今日はカートンとミケはギルドに呼び出されているので、アルと2人で森に行くことになった。
寒くなってくると、森に行くのは辛くなってくる。
かじかんだ手に息を吹きかける。
「こっちの手貸して」
アル側の手を持たれ、手を繋ぐと、その手を上着の中にいれる。
え。
「あ、アル、いいよ」
「寒いんだろ? こうするとちょっとはあったかくないか?」
「あったかいけど……」
「けど?」
「歩きにくいし」
恥ずかしいと何故か言いにくく、無難なことを言ってみる。
「歩きにくいぐらいいいだろう、寒いより」
上着の中で指をギュッと結ばれる。
「フィオはさ、何でそんなに頑張るの?」
「頑張る?」
「罠を仕掛けたり、採集したりさ」
「ああ、お荷物だからね。
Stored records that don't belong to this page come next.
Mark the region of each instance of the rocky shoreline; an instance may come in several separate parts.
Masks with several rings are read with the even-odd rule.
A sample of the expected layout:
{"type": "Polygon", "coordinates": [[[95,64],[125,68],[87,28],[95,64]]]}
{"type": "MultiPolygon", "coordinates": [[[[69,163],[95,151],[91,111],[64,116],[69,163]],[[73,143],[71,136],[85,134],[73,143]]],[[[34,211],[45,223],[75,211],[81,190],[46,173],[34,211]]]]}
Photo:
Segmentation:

いっぱい獲ってお金にして、みんなでちゃんと食べられるようになりたいし」
「食べられる?」
「成長期はいっぱい栄養を取らないとなんだよ。だから一日一食じゃなくて、ちゃんと食べられるようになりたいんだよね」
「家族でもないのに、何でそんな一生懸命になれるの?」
「受け入れてくれた仲間だから。もう、家族みたいなもんだよ」
アルを見上げれば、彼は真剣な顔をしていた。
「僕は?」
「え?」
「僕は? 僕はあそこで暮らしていないから、仲間じゃない?」
アルは淋しいのかなと思った。
「アルも仲間だと思ってるよ。アルは魔物と遭ったときオレたちを守ろうとしてくれた。それ以外にもいっぱい助けてもらってるしね」
「僕も仲間?」
「うん」
「じゃあ、僕が助けて欲しいときは助けてくれる?」
「うん、もちろんだよ」
そう伝えると、アルは破壊力ある笑顔を向けてきた。
思いに嘘はなかったけれど、アルに助けが必要なことが起こるとはわたしはこれっぽちも思っていなかった。
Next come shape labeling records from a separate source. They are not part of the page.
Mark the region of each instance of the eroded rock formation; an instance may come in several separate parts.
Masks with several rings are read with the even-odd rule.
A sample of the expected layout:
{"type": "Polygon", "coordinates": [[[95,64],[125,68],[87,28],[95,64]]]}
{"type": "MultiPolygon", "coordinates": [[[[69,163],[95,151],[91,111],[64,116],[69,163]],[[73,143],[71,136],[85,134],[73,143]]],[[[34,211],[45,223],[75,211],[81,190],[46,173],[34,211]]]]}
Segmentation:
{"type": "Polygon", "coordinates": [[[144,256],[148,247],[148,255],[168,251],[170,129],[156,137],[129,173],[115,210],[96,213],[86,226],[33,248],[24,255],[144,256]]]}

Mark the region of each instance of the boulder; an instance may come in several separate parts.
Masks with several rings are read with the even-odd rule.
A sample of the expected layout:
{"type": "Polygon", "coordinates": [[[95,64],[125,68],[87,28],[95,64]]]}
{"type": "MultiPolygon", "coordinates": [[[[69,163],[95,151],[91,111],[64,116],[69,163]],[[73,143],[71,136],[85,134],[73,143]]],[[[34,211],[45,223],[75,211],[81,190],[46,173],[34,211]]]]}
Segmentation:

「前から不思議だったんだけど、フィオは何でいつも顔を汚しているの?」
「みんなに汚しておけって言われてるんだ」
アルは首を傾げる。
「汚れてない方が可愛いのにね」
「可愛くなくていいから、全然かまわない」
「妹みたいな子がいるんだけど、フィオにそっくりなんだ。フィオの方が下だろうからフィオが似てるのかな」
「オレと似てるの?」
アルはうんと嬉しそうに笑う。
「とっても素直で明るくて優しい子だよ。いつも可愛いドレスを着ていてとても似合っているから、フィオも似合うだろうなと思って」
キッとアルを睨みつける。
「アル! オレ、男だから。ドレスなんか着ないから」
「そう思いたいのかもしれないけど、フィオが女の子っていう事実は変わらないだろ?」
正論だけど、それを認めるわけにはいかなかった。
「……アルはオレから居場所を奪うの? バレたらみんなといられなくなる」
「そのときは悲しいかもしれないけど、その方が君のため……」
「2度とそんなこと言わないで。そんなこと言うアルは嫌い」
駆け出したが、すぐにアルに追いつかれて手を引っ張られた。
「わかった。言わないから嫌わないで」
振り返ると、泣きそうな顔をしていた。
「言わないでくれれば……いい。嫌いっていうのは嘘。ごめん」
バツが悪くて謝れば、微笑んでくれた。
それからは何だかギクシャクしながら採集をした。夕方まで森にいて、わたしを家まで送り届けてくれた。
「じゃあ、また」
いつもと同じ笑顔だったけれど、それからアルはパタリと来なくなってしまった。冬支度で忙しいのだろうと思い、それから少ししてから雪が降りはじめたので、それで来ないのだとわたしは思っていた。